Working for Families as employer subsidy - again

Susan St John takes issue with what I'd written on Working for Families.

I'd tried posting a reply to her over at the Daily Blog, but my comment disappeared into the ether immediately, and when I tried logging in with Twitter, it told me I wasn't allowed. Maybe they don't like me there.

I'll hit it here instead, but wish I didn't have to type it again. And here's my original blog post.

Prof St John's primary argument is that subsidy incidence does not apply because of the lump-sum nature of Working for Families. It isn't a wage subsidy on top of earnings. Rather, the In Work Tax Credit provides you with $72 per week so long as you're working at least 20 hours per week, then abates if your family income gets high enough.

But I think about WFF around the extensive margin, with the in-work tax credit helping to front the fixed costs of being in work in the first place. Reservation wages can wind up being high if you have to deal with the hassle of sorting out being a working parent, but once that's fronted, things can be different.

Consider a worker with a high reservation wage, because of those fixed costs, and where the reservation wage is then higher than any employer's willingness to pay. For some people, the IWTC would be at least sufficient to flip things at that extensive margin by covering those fixed costs. You then get, from the employer's perspective, a normal looking labour supply curve from that worker that begins at the 20-hour mark, and unwillingness to supply less than that amount of labour. I don't see why you wouldn't get some division of the IWTC between employer and employee. But it hardly seems the most important thing going on with IWTC.

As I understood things in the mid-2000s, the point of WFF with the IWTC was to encourage people off of benefits and into work. Employment among single parents has increased - although at a cost to hours worked by married women and (to a lesser extent) by married men because of the higher EMTRs in the clawback ranges. Abolishing the work requirements for the IWTC, as St John recommends, turns the programme into a family-income-linked child benefit that doesn't do the same job in encouraging labour force participation. I suppose folks can argue the merits of that; I prefer the work linkage.

I still expect it would make more sense to boost the incomes of working families with dependents by increasing the in-work tax credit than by increasing minimum wages.

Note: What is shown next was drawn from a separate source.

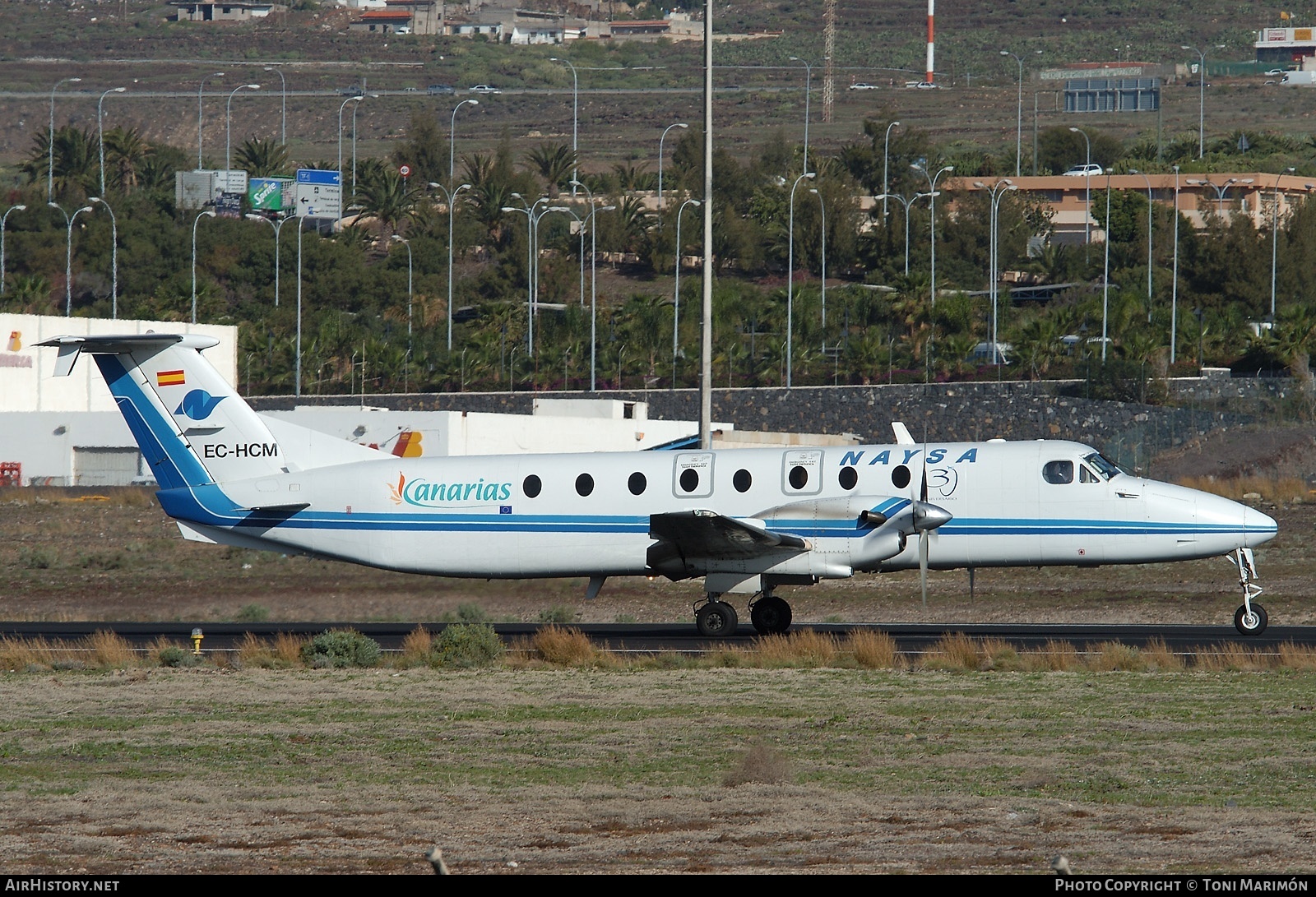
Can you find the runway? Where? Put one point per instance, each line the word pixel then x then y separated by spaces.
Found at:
pixel 681 637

And I'm a bit perplexed by Prof St John's suggestion that I want to turn WFF into EITC (America's wage subsidy), and her consequent demand that I defend EITC. The in-work tax credit is broadly similar to EITC, except without a phase-in period.* I'd have to look a lot more closely at both to make any suggestions about changing WFF here to be EITC. 



* And FFS don't make a big list of all the other differences and damn me for not listing them all.